Alcuni dei regolamenti, anche quando presenti e con la presenza di sanzioni, sono comunque troppo vaghi: “Abbiamo classificato la normativa di altre regioni italiane (Abruzzo, Emilia-Romagna, Lombardia, Veneto e Puglia) come soddisfacenti ma non ottimali, in quanto prevedono deroghe abbastanza ampie, dettate da “motivi di sicurezza”, che possono ostacolarne un’efficace attuazione o compromettere il benessere degli animali. Fra queste, la legge della Lombardia definisce meglio le eccezioni legate all’effettuazione di cure veterinarie, in quanto prevede che ne siano specificate sia la durata sia la diagnosi. Queste normative sono facilmente perfezionabili”, si legge ancora sul report.
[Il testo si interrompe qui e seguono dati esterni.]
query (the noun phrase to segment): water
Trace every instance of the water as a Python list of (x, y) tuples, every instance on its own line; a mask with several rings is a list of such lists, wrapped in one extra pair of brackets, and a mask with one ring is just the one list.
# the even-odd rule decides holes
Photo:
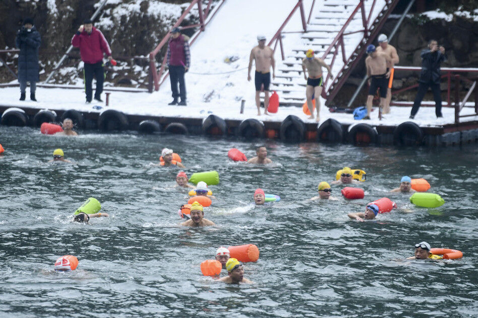
[[(475, 146), (358, 148), (266, 141), (276, 164), (232, 163), (252, 143), (203, 136), (84, 134), (47, 136), (0, 126), (0, 313), (2, 317), (384, 317), (478, 316)], [(189, 176), (216, 170), (218, 199), (206, 211), (216, 227), (178, 226), (187, 194), (176, 169), (155, 167), (161, 149), (180, 153)], [(46, 162), (63, 149), (72, 165)], [(308, 202), (317, 185), (344, 166), (363, 169), (364, 200)], [(446, 201), (416, 208), (390, 194), (403, 175), (423, 177)], [(257, 187), (282, 200), (255, 207)], [(110, 217), (71, 221), (90, 196)], [(350, 220), (368, 202), (388, 196), (394, 210), (376, 221)], [(356, 204), (358, 203), (358, 204)], [(405, 261), (412, 245), (460, 250), (460, 260)], [(257, 245), (245, 266), (252, 285), (203, 276), (200, 263), (217, 248)], [(78, 269), (56, 273), (58, 257)], [(226, 275), (223, 271), (222, 276)]]

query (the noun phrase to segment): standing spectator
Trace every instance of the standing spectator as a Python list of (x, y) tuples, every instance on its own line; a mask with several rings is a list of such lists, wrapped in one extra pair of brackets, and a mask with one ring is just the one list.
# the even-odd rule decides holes
[(40, 33), (33, 25), (33, 20), (27, 18), (23, 26), (17, 33), (15, 39), (18, 54), (18, 82), (20, 85), (20, 100), (25, 100), (27, 82), (30, 82), (30, 99), (36, 102), (35, 91), (36, 82), (40, 81), (38, 65), (38, 48), (41, 44)]
[(266, 37), (257, 36), (259, 44), (251, 50), (249, 56), (249, 66), (248, 67), (247, 80), (251, 81), (251, 69), (252, 61), (256, 61), (256, 74), (254, 84), (256, 85), (256, 106), (257, 106), (257, 115), (261, 115), (261, 87), (264, 85), (264, 114), (269, 115), (267, 108), (269, 107), (269, 86), (271, 84), (271, 66), (272, 66), (272, 78), (275, 78), (275, 60), (274, 59), (274, 51), (269, 46), (266, 46)]
[(103, 92), (103, 83), (104, 82), (104, 64), (103, 63), (103, 53), (106, 54), (110, 62), (112, 59), (111, 50), (108, 42), (101, 31), (93, 26), (90, 20), (83, 21), (83, 24), (72, 39), (72, 45), (80, 48), (81, 60), (84, 63), (83, 74), (85, 81), (85, 91), (86, 93), (86, 103), (91, 102), (93, 89), (91, 84), (93, 77), (96, 78), (96, 90), (95, 99), (101, 100)]
[(447, 60), (445, 48), (438, 46), (436, 40), (431, 40), (428, 48), (422, 51), (422, 73), (419, 80), (419, 90), (415, 97), (413, 106), (411, 108), (410, 118), (415, 118), (418, 112), (422, 100), (423, 100), (428, 88), (432, 88), (433, 99), (435, 100), (435, 113), (437, 118), (443, 117), (442, 115), (442, 97), (440, 90), (440, 64)]
[[(181, 34), (181, 29), (176, 27), (171, 31), (171, 37), (167, 47), (167, 65), (169, 68), (169, 80), (172, 92), (172, 102), (168, 105), (186, 106), (186, 85), (184, 82), (184, 73), (188, 71), (191, 65), (191, 55), (189, 43)], [(179, 93), (177, 84), (179, 83)], [(177, 102), (177, 98), (181, 101)]]

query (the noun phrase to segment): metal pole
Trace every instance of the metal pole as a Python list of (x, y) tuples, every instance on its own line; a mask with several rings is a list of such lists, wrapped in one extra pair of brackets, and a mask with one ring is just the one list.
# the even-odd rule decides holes
[[(108, 2), (108, 0), (103, 0), (101, 4), (100, 5), (100, 6), (98, 7), (98, 9), (96, 9), (96, 11), (95, 11), (95, 13), (93, 14), (92, 16), (91, 16), (91, 18), (90, 18), (90, 20), (91, 20), (92, 21), (95, 20), (95, 18), (97, 16), (98, 16), (100, 12), (103, 9), (103, 8), (104, 7), (105, 5), (106, 4), (107, 2)], [(50, 79), (51, 78), (51, 76), (52, 76), (55, 74), (55, 73), (56, 72), (56, 71), (57, 70), (58, 68), (60, 67), (60, 65), (63, 64), (63, 62), (65, 61), (65, 60), (67, 58), (67, 57), (68, 56), (68, 53), (71, 52), (72, 49), (73, 49), (73, 46), (70, 45), (70, 47), (68, 48), (68, 49), (67, 50), (66, 53), (65, 53), (65, 54), (64, 54), (64, 55), (62, 57), (61, 59), (60, 59), (59, 61), (56, 63), (56, 65), (55, 65), (55, 67), (53, 69), (53, 70), (51, 71), (51, 72), (50, 73), (50, 74), (48, 75), (47, 77), (46, 77), (46, 80), (45, 80), (45, 84), (47, 83), (48, 81), (50, 80)]]
[[(400, 27), (400, 25), (402, 24), (402, 22), (403, 21), (403, 19), (405, 19), (405, 16), (408, 13), (408, 11), (410, 11), (410, 8), (411, 8), (412, 5), (413, 4), (413, 3), (415, 2), (415, 0), (411, 0), (410, 2), (410, 3), (408, 4), (408, 7), (406, 7), (406, 9), (405, 9), (405, 11), (403, 12), (403, 14), (402, 15), (402, 16), (400, 17), (400, 19), (398, 20), (398, 22), (397, 23), (397, 24), (395, 25), (395, 27), (393, 28), (393, 30), (392, 30), (391, 33), (390, 34), (390, 36), (388, 37), (389, 41), (392, 39), (392, 38), (393, 37), (393, 36), (395, 35), (395, 33), (397, 32), (397, 30), (398, 30), (398, 28)], [(353, 102), (355, 101), (355, 99), (357, 98), (357, 96), (358, 96), (358, 93), (360, 93), (360, 91), (362, 90), (362, 88), (364, 87), (364, 85), (365, 84), (365, 82), (367, 82), (367, 75), (364, 76), (364, 78), (362, 80), (362, 82), (361, 82), (360, 85), (358, 85), (358, 87), (357, 88), (357, 90), (355, 91), (355, 93), (353, 93), (353, 95), (352, 96), (352, 98), (350, 99), (350, 100), (349, 101), (348, 104), (347, 104), (347, 107), (350, 108), (352, 104), (353, 103)]]

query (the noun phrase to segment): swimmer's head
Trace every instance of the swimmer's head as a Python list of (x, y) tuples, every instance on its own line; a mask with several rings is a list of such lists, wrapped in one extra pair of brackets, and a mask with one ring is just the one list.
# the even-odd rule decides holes
[(266, 202), (266, 194), (262, 189), (257, 189), (254, 191), (254, 202), (256, 204), (264, 204)]

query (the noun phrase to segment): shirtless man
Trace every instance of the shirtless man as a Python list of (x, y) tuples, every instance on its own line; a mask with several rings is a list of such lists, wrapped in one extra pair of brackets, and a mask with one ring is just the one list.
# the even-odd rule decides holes
[(266, 46), (266, 37), (258, 35), (257, 41), (259, 45), (251, 50), (249, 56), (249, 66), (248, 68), (247, 80), (251, 81), (251, 69), (252, 68), (252, 61), (256, 61), (256, 75), (254, 83), (256, 84), (256, 106), (257, 106), (257, 115), (261, 115), (261, 86), (264, 84), (264, 114), (269, 115), (267, 108), (269, 107), (269, 86), (271, 83), (271, 66), (272, 66), (272, 79), (275, 78), (275, 60), (274, 59), (274, 51), (269, 46)]
[(204, 218), (204, 210), (203, 206), (197, 201), (191, 204), (191, 219), (181, 223), (185, 226), (191, 227), (201, 227), (209, 225), (215, 225), (214, 222)]
[[(306, 97), (307, 99), (307, 107), (311, 112), (309, 119), (314, 119), (314, 109), (312, 108), (312, 95), (315, 96), (315, 109), (317, 110), (317, 117), (316, 121), (319, 122), (320, 117), (319, 113), (320, 111), (320, 94), (322, 93), (322, 85), (324, 81), (322, 78), (322, 66), (327, 68), (330, 79), (334, 78), (330, 70), (330, 66), (318, 57), (314, 57), (314, 50), (309, 49), (306, 52), (306, 57), (302, 60), (302, 70), (304, 71), (304, 78), (307, 81), (306, 87)], [(306, 73), (306, 70), (309, 72), (309, 77)]]
[(248, 164), (266, 165), (272, 164), (272, 161), (267, 157), (267, 148), (265, 146), (259, 146), (256, 148), (256, 156), (249, 159)]
[(237, 259), (229, 259), (226, 263), (226, 269), (227, 270), (229, 276), (220, 278), (217, 280), (217, 281), (224, 282), (226, 284), (254, 283), (247, 278), (244, 278), (244, 269), (243, 267), (243, 264), (241, 264)]
[[(388, 38), (385, 34), (380, 34), (378, 37), (379, 47), (377, 48), (378, 52), (383, 52), (387, 54), (393, 65), (398, 64), (400, 59), (397, 54), (397, 50), (388, 44)], [(392, 82), (393, 81), (393, 66), (391, 63), (387, 63), (387, 71), (390, 69), (390, 76), (388, 81), (388, 89), (387, 90), (387, 97), (385, 99), (385, 105), (383, 107), (383, 113), (388, 114), (390, 112), (390, 100), (392, 99)]]
[(374, 95), (377, 88), (380, 89), (380, 106), (379, 109), (379, 119), (382, 119), (382, 108), (385, 104), (387, 97), (387, 90), (388, 83), (387, 78), (390, 77), (390, 71), (387, 71), (387, 65), (391, 65), (393, 67), (393, 63), (387, 54), (383, 52), (378, 52), (375, 45), (371, 44), (367, 47), (367, 53), (369, 56), (365, 59), (367, 66), (367, 76), (369, 77), (370, 89), (367, 97), (367, 116), (364, 119), (370, 119), (372, 111), (372, 103)]
[(70, 118), (65, 118), (62, 124), (63, 127), (63, 131), (60, 131), (55, 133), (55, 135), (59, 136), (78, 136), (78, 134), (76, 131), (73, 131), (73, 121)]

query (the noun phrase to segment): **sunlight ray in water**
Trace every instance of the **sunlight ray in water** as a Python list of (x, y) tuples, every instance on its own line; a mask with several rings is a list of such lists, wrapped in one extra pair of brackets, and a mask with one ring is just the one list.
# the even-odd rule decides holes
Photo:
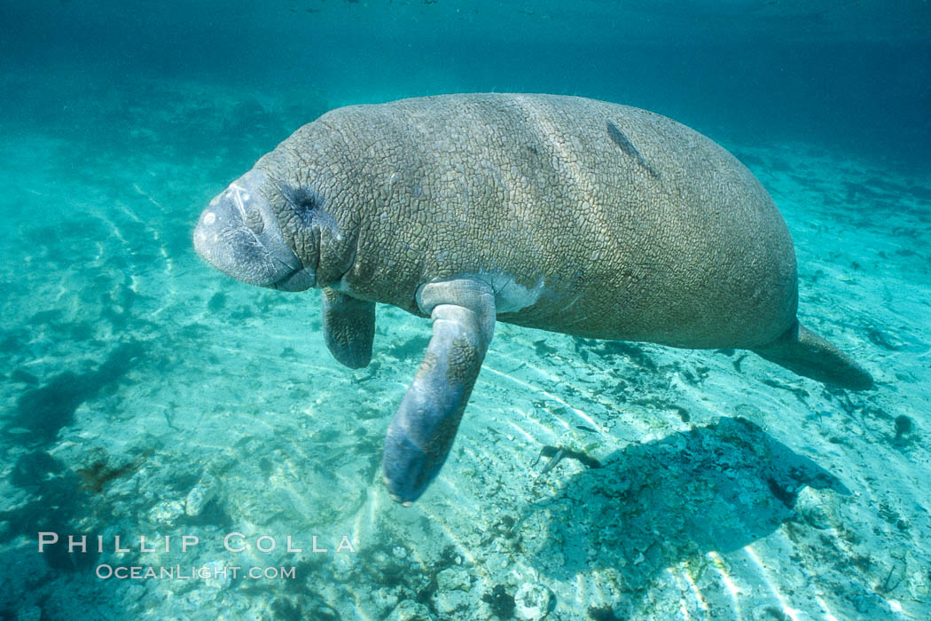
[[(514, 382), (515, 384), (518, 384), (519, 385), (524, 386), (525, 388), (529, 388), (530, 390), (533, 390), (533, 392), (539, 393), (539, 394), (543, 395), (544, 397), (546, 397), (546, 398), (552, 399), (552, 400), (556, 401), (557, 403), (560, 403), (560, 405), (562, 405), (565, 408), (567, 408), (570, 412), (572, 412), (573, 413), (574, 413), (576, 416), (578, 416), (579, 418), (581, 418), (582, 420), (584, 420), (587, 424), (591, 425), (596, 429), (598, 428), (598, 424), (595, 423), (595, 421), (592, 420), (592, 418), (590, 416), (588, 416), (588, 414), (585, 413), (581, 410), (578, 410), (577, 408), (573, 407), (572, 405), (570, 405), (568, 402), (566, 402), (562, 398), (557, 397), (556, 395), (554, 395), (554, 394), (552, 394), (550, 392), (547, 392), (547, 391), (544, 390), (540, 386), (537, 386), (537, 385), (534, 385), (533, 384), (530, 384), (529, 382), (524, 382), (523, 380), (518, 379), (517, 377), (514, 377), (513, 375), (506, 373), (506, 372), (504, 372), (502, 371), (498, 371), (497, 369), (493, 369), (493, 368), (488, 366), (487, 364), (485, 366), (483, 366), (482, 369), (486, 369), (486, 370), (492, 371), (492, 373), (495, 373), (496, 375), (504, 377), (504, 378), (506, 378), (506, 379), (507, 379), (507, 380), (509, 380), (511, 382)], [(570, 424), (567, 421), (563, 420), (562, 418), (560, 418), (559, 416), (557, 416), (556, 414), (553, 414), (552, 412), (550, 412), (550, 415), (552, 415), (553, 418), (555, 418), (557, 421), (559, 421), (559, 423), (563, 427), (565, 427), (566, 429), (570, 428)]]
[(741, 618), (740, 588), (736, 584), (735, 584), (731, 574), (727, 571), (723, 559), (721, 558), (721, 555), (714, 550), (711, 550), (707, 556), (711, 560), (711, 566), (714, 567), (716, 572), (718, 572), (718, 575), (721, 577), (722, 583), (727, 589), (727, 594), (731, 598), (731, 605), (734, 608), (735, 617), (738, 619)]

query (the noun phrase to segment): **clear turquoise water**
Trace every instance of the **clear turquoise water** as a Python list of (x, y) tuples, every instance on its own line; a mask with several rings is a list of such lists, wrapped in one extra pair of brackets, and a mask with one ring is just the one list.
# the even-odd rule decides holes
[[(4, 618), (931, 616), (925, 3), (71, 0), (0, 22)], [(792, 232), (803, 319), (876, 389), (499, 324), (442, 475), (392, 504), (381, 443), (427, 323), (380, 306), (347, 371), (316, 295), (223, 277), (191, 231), (331, 107), (476, 90), (645, 107), (732, 150)], [(205, 565), (294, 575), (100, 577)]]

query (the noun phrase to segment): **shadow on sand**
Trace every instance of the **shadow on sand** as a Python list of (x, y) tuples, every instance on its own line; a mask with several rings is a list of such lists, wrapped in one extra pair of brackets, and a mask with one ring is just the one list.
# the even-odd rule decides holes
[(627, 603), (593, 618), (624, 616), (666, 568), (684, 562), (700, 574), (708, 552), (737, 550), (777, 530), (804, 486), (850, 493), (753, 423), (721, 418), (628, 446), (535, 504), (527, 519), (542, 517), (546, 535), (533, 558), (562, 581), (612, 570)]

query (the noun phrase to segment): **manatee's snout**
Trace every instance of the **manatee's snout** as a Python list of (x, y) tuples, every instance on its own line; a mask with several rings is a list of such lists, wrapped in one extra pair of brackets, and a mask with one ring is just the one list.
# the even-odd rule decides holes
[(213, 198), (194, 231), (194, 248), (218, 270), (236, 280), (285, 290), (314, 286), (313, 274), (281, 234), (262, 192), (266, 173), (250, 170)]

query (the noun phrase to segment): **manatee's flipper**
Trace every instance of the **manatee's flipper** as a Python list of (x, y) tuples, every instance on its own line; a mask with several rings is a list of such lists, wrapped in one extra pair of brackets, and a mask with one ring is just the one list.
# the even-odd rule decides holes
[(367, 366), (375, 338), (375, 303), (327, 288), (322, 305), (323, 338), (330, 353), (350, 369)]
[(753, 351), (799, 375), (824, 384), (851, 390), (872, 387), (872, 377), (863, 367), (798, 320), (776, 341)]
[(425, 285), (420, 309), (433, 338), (385, 438), (382, 473), (391, 496), (409, 506), (439, 472), (494, 331), (494, 295), (483, 282)]

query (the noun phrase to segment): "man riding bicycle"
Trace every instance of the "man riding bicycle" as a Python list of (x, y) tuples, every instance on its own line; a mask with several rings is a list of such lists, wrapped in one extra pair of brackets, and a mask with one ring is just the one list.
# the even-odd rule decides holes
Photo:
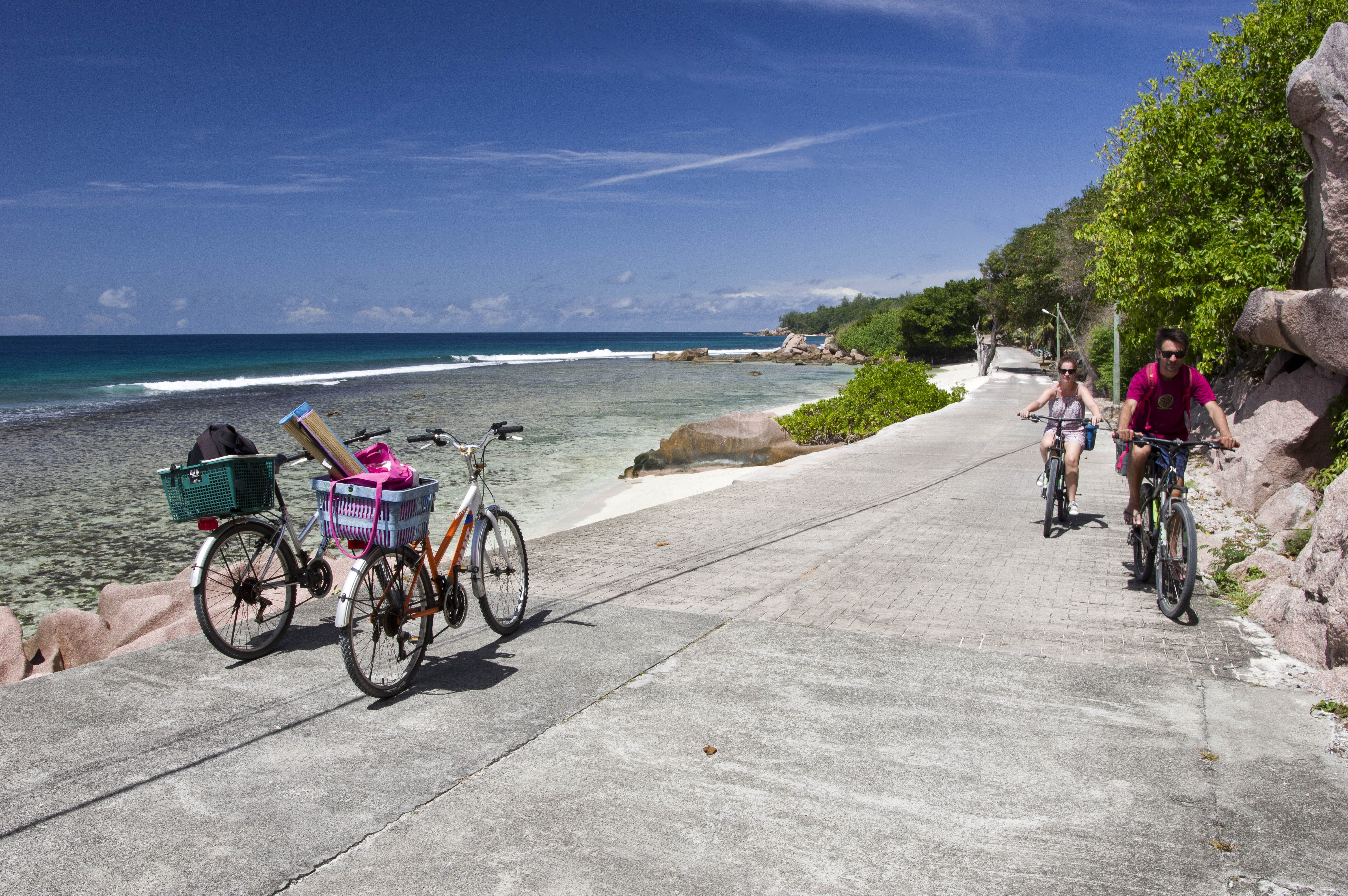
[[(1227, 426), (1227, 415), (1217, 404), (1212, 385), (1197, 369), (1184, 362), (1189, 352), (1189, 334), (1178, 327), (1157, 330), (1157, 360), (1147, 364), (1132, 376), (1128, 384), (1128, 397), (1119, 408), (1119, 435), (1122, 442), (1131, 442), (1134, 434), (1151, 435), (1161, 439), (1189, 438), (1189, 407), (1198, 402), (1208, 411), (1213, 426), (1220, 433), (1224, 447), (1235, 447), (1236, 439)], [(1157, 449), (1157, 461), (1174, 461), (1175, 470), (1184, 477), (1189, 463), (1189, 449)], [(1142, 525), (1139, 490), (1142, 478), (1151, 462), (1150, 445), (1134, 445), (1128, 455), (1128, 507), (1123, 511), (1127, 525)]]

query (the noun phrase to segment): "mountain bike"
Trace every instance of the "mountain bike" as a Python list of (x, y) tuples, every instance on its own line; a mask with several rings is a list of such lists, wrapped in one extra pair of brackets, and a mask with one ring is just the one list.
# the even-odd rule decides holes
[(1049, 420), (1050, 423), (1057, 423), (1055, 435), (1053, 439), (1053, 447), (1049, 449), (1049, 455), (1043, 462), (1043, 488), (1039, 496), (1045, 499), (1043, 501), (1043, 538), (1049, 538), (1053, 532), (1053, 508), (1058, 508), (1058, 521), (1064, 525), (1068, 524), (1068, 473), (1066, 466), (1062, 463), (1062, 453), (1065, 446), (1062, 443), (1062, 423), (1065, 420), (1080, 420), (1080, 416), (1045, 416), (1042, 414), (1031, 414), (1024, 418), (1039, 423), (1042, 420)]
[[(468, 575), (492, 631), (511, 635), (523, 622), (528, 602), (524, 538), (508, 511), (496, 504), (483, 505), (487, 443), (523, 441), (514, 433), (523, 433), (524, 427), (506, 423), (493, 423), (476, 445), (464, 445), (442, 428), (408, 437), (408, 442), (430, 442), (427, 449), (457, 449), (468, 465), (468, 492), (438, 550), (431, 550), (427, 535), (402, 547), (372, 547), (352, 565), (338, 594), (334, 624), (346, 672), (365, 694), (392, 697), (411, 684), (435, 639), (435, 613), (443, 613), (446, 628), (464, 624), (468, 593), (460, 574)], [(441, 567), (456, 538), (454, 552)]]
[[(1132, 442), (1151, 446), (1146, 480), (1138, 494), (1142, 524), (1132, 525), (1128, 532), (1128, 543), (1132, 544), (1132, 578), (1138, 582), (1154, 579), (1157, 608), (1166, 618), (1180, 618), (1193, 598), (1193, 583), (1198, 574), (1198, 534), (1193, 524), (1193, 511), (1185, 500), (1189, 489), (1180, 476), (1175, 458), (1180, 451), (1188, 455), (1192, 447), (1225, 451), (1235, 449), (1216, 441), (1186, 442), (1138, 434), (1134, 434)], [(1157, 449), (1165, 449), (1165, 461), (1161, 459), (1162, 451)]]
[[(356, 445), (376, 435), (360, 430), (344, 445)], [(307, 451), (276, 455), (275, 466), (313, 459)], [(231, 659), (249, 660), (276, 649), (295, 613), (298, 589), (307, 601), (325, 597), (333, 586), (333, 570), (324, 559), (328, 538), (318, 543), (313, 558), (305, 539), (318, 521), (318, 512), (297, 535), (286, 497), (275, 474), (271, 481), (276, 511), (263, 515), (205, 517), (197, 527), (210, 532), (197, 550), (191, 567), (191, 596), (197, 622), (210, 644)], [(288, 539), (288, 542), (287, 542)], [(297, 559), (298, 555), (298, 559)]]

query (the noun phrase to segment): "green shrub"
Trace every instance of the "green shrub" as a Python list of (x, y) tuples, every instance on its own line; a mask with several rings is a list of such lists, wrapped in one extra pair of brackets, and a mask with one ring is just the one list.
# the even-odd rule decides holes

Tenere un cane a catena lede il suo benessere e soprattutto lo fa soffrire:
“Il cane mantenuto a lungo alla catena è un essere che soffre, che soffre molto perché ne sono violati alcuni principi base delle sue regolazioni etologiche naturali: ma soprattutto è un individuo che catapulterà sfrenate energie ad usum di chi lo ha così crudelmente sottoposto a una raffinata e storicamente consolidata tortura”, scrive nel rapporto l’etologo Prof. Enrico Alleva.
Come si può pensare di imporre questa sofferenza a qualcuno che si dice di amare?